Here is a link to a YouTube of the film. Trigger warning: it is rich in parody of non-woke opinions such that it couldn’t possibly be made without major script revisions today…or a special “licence to offend” from the current Home Secretary, (November 2022) that would no doubt be granted.

It felt very different from the TV comedy I had watched with my parents and I suppose it felt like comedy for our generation…not least because we were laughing at the mores of our parents generation.

In particular I remember Alan and I laughing so much at this film that evening. One other thing I recall well was having to explain rather a lot of the jokes/cultural references to Hamzah, who was from Brunei. Once we explained a joke, Hamzah would laugh, but it was not the same laugh as his natural laugh at universal gags; gags that he understood straight away. His laugh at explained jokes was that slightly forced laughter that one tends to hear at performances of Shakespeare or Greek comedies.

We watched several of those Comic Strip films over the coming months on the days they were first broadcast in an “appointment to view” style, which I’m sure is just what Channel 4 was after with people like us.

3 November 1982 “Repaired Furniture”

US Embassy Sweden, Public domain, via Wikimedia Commons

I’m struggling to recall an evening repairing furniture. Frankly I’m struggling to recall the furniture to which I might possibly have been referring.

I have a feeling that Ahmed (who didn’t make it as far as ’82/’83 in the end) and I inherited some furniture from Jo and Margaret at the end of the previous academic year, when we resided with them (in my case briefly) in Barnes M65.

I vaguely remember a sort-of two seat sofa of non-descript look and vintage. Perhaps also a chair. I suspect that the furniture was not in the best of repair, so presumably we made a collective decision, as a flat, to repair it.

Now I have to be brutally honest here, especially in the absence of any memory of the evening in which I, according to my diary, “repaired furniture”. It is extremely unlikely that I made any positive, physical contribution towards the repairs.

At Alleyn’s School, handicraft was far and away my worst subject. Mr Evans, whom I recall trying (without success) to provide me with some patient, kindly tuition, gave up on me very early in my first year of secondary school. Actually I believe he gave up on all of us – I think he had some sort of a breakdown, no doubt triggered by his inability to transfer even a modicum of woodwork technique to one keen but relentlessly ten-thumbed new boy.

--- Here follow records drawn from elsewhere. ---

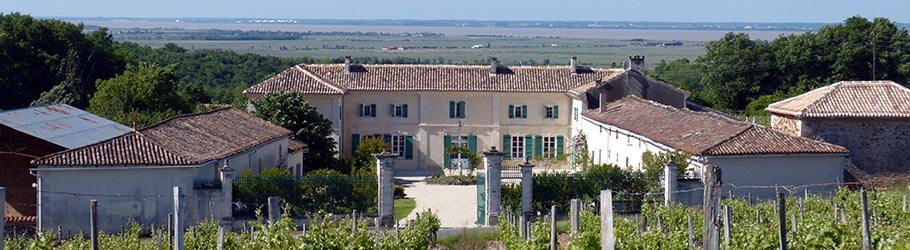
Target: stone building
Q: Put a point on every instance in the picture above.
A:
(869, 118)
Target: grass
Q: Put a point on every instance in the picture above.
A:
(469, 240)
(403, 207)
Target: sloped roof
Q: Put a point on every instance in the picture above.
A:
(703, 133)
(181, 140)
(331, 79)
(62, 125)
(867, 99)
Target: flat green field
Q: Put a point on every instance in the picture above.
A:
(457, 49)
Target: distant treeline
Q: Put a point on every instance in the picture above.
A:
(218, 34)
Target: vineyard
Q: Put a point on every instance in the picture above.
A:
(813, 222)
(325, 232)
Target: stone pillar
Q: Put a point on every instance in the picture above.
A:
(385, 171)
(670, 173)
(227, 192)
(527, 188)
(492, 162)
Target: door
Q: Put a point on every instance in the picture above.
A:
(481, 198)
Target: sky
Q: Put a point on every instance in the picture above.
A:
(822, 11)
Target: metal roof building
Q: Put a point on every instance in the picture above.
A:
(62, 125)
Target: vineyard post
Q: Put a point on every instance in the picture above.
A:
(178, 229)
(2, 212)
(727, 215)
(274, 209)
(94, 223)
(691, 237)
(711, 205)
(574, 206)
(606, 220)
(553, 234)
(782, 220)
(867, 236)
(670, 172)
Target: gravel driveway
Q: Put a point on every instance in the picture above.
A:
(456, 206)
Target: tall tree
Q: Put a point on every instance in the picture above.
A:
(142, 95)
(291, 111)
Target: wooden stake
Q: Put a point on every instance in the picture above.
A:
(782, 220)
(867, 235)
(94, 223)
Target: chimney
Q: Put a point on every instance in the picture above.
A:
(573, 65)
(637, 63)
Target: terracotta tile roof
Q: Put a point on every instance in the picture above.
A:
(19, 219)
(870, 99)
(331, 79)
(181, 140)
(702, 133)
(762, 140)
(294, 145)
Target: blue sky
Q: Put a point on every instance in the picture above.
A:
(608, 10)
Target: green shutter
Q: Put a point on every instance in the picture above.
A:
(446, 143)
(355, 142)
(529, 150)
(507, 147)
(409, 147)
(559, 146)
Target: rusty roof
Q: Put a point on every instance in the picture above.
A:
(331, 78)
(702, 133)
(62, 125)
(858, 99)
(181, 140)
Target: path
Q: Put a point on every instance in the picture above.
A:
(456, 206)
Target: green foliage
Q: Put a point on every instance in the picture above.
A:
(142, 95)
(37, 54)
(364, 161)
(438, 179)
(319, 191)
(291, 111)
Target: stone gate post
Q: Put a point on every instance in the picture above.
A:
(385, 171)
(493, 165)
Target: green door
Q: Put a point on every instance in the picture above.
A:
(481, 198)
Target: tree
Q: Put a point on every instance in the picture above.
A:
(141, 95)
(291, 111)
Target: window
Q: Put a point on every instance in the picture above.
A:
(457, 109)
(399, 110)
(551, 112)
(549, 146)
(518, 111)
(398, 145)
(518, 147)
(367, 110)
(575, 114)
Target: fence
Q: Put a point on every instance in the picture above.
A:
(336, 194)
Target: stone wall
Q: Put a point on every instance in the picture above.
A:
(786, 124)
(877, 147)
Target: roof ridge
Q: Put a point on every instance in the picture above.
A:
(319, 79)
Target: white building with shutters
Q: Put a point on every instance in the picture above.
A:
(524, 111)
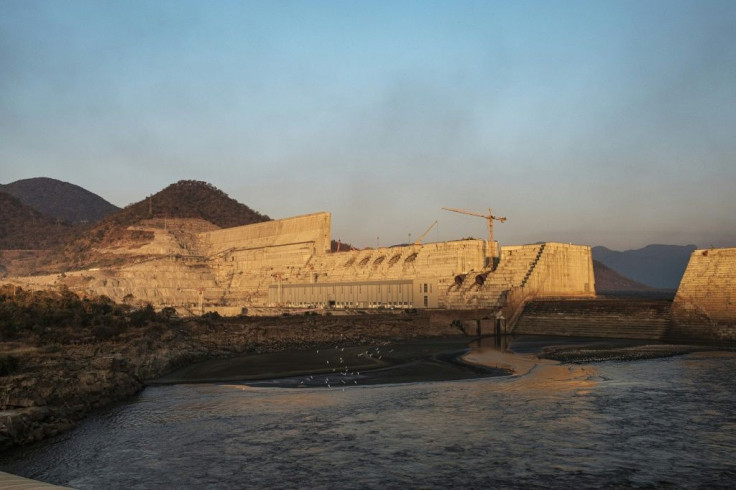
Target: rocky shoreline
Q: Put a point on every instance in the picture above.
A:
(50, 388)
(599, 352)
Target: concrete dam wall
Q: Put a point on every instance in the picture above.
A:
(288, 263)
(705, 303)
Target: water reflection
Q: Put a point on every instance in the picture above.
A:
(647, 423)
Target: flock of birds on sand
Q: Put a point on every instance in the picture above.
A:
(340, 367)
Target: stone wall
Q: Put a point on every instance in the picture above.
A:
(311, 231)
(245, 267)
(706, 298)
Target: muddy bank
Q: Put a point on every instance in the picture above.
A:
(46, 389)
(598, 352)
(333, 366)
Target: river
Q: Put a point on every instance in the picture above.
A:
(653, 423)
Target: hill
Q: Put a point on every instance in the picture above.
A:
(659, 266)
(190, 199)
(59, 199)
(607, 279)
(186, 199)
(24, 228)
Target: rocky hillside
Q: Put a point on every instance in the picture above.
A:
(184, 199)
(60, 200)
(24, 228)
(190, 199)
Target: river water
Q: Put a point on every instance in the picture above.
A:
(653, 423)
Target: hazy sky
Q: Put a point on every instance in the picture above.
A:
(592, 122)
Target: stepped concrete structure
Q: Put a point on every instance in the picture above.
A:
(610, 318)
(705, 303)
(287, 263)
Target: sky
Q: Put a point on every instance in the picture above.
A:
(599, 123)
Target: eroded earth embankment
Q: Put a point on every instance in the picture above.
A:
(45, 389)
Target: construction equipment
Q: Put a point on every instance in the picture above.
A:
(488, 216)
(419, 240)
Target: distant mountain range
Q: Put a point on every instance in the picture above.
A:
(658, 266)
(608, 280)
(59, 199)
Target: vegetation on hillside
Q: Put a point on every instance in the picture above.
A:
(184, 199)
(60, 200)
(61, 317)
(24, 228)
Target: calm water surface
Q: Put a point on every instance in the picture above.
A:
(663, 422)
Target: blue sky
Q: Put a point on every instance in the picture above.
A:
(600, 123)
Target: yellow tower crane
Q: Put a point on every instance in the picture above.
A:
(488, 216)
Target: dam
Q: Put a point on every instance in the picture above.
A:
(288, 263)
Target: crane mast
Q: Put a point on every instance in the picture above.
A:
(490, 217)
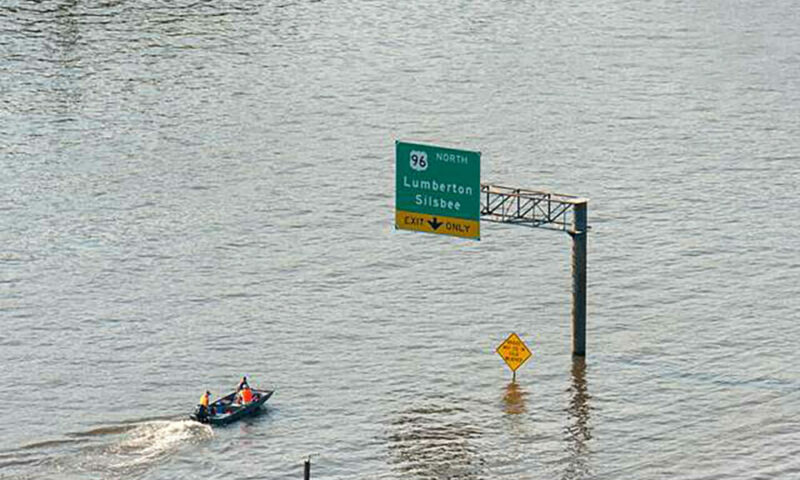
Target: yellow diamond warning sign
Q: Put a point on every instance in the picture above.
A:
(514, 351)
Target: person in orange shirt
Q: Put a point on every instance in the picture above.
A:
(245, 395)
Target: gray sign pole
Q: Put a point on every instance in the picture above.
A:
(579, 227)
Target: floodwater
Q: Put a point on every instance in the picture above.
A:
(193, 191)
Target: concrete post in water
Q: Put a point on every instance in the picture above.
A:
(579, 234)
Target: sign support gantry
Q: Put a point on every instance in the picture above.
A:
(552, 211)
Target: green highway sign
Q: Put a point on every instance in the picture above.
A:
(437, 190)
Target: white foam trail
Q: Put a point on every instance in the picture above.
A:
(152, 441)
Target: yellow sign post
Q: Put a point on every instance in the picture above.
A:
(514, 352)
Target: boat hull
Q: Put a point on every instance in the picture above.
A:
(225, 411)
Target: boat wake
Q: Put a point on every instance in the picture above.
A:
(154, 441)
(126, 450)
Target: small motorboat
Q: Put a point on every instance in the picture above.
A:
(227, 410)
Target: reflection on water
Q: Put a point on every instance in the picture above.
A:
(514, 399)
(435, 442)
(578, 431)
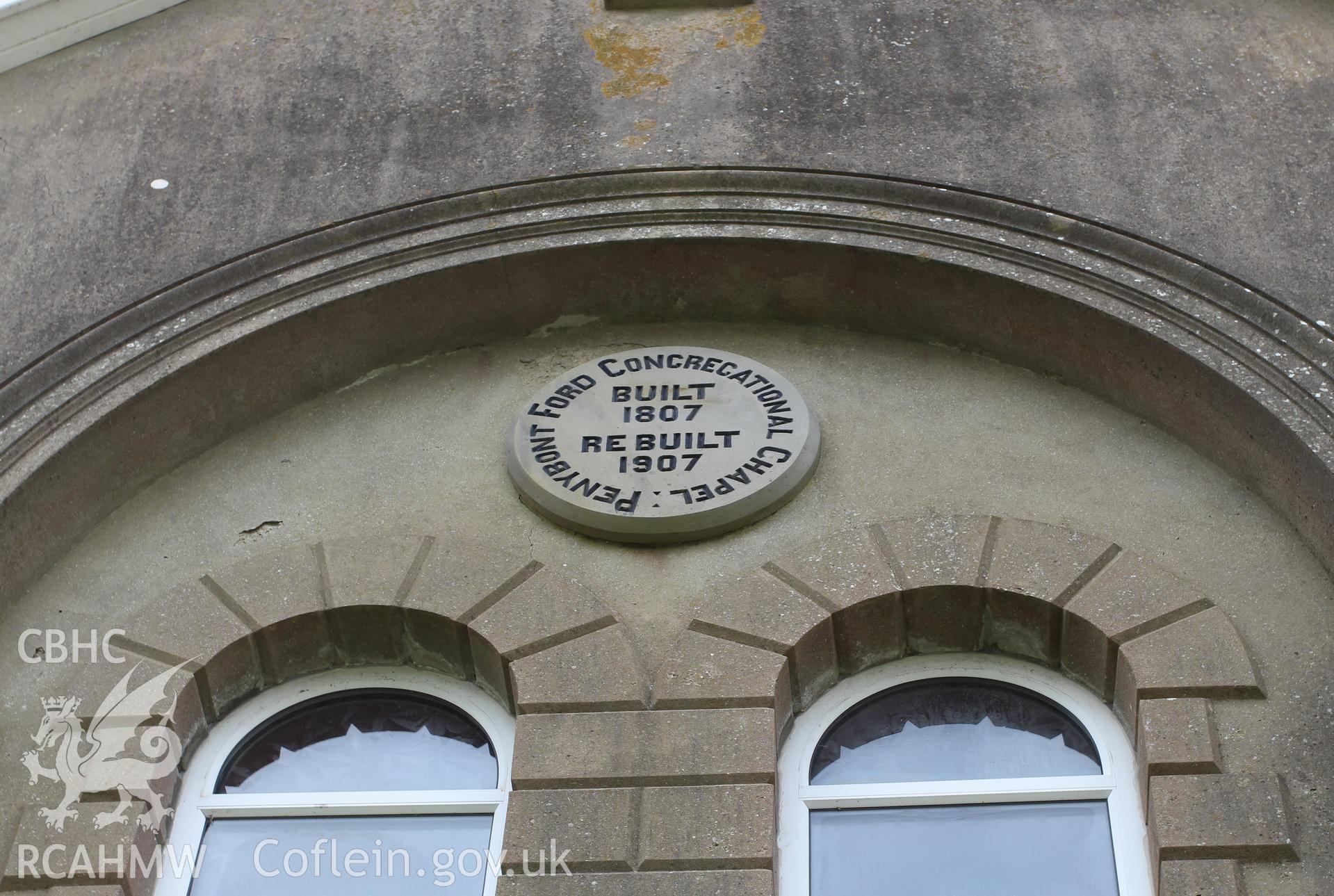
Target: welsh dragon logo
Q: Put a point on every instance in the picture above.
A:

That left me at the mercy of Mr Midgely, whose teaching method, especially when directed at less able boys, primarily involved ear-pulling and back-of-head -clipping.

No.

“Repaired furniture” can only possibly mean that the others – Alan in the main, I’d guess – repaired the furniture, while I directed operations and probably, helpfully, made the tea (aka dinner), something I was pretty good at doing. “Lashings of ginger beer” will not have been involved, but Alan and I might have downed some cans of cheap supermarket pale ale, which, in those days, could still be procured for as little as 26p a can if you were lucky. That I do remember.

RanjithSiji, CC BY-SA 3.0

Oh gosh, that is an improvement. Well done everyone.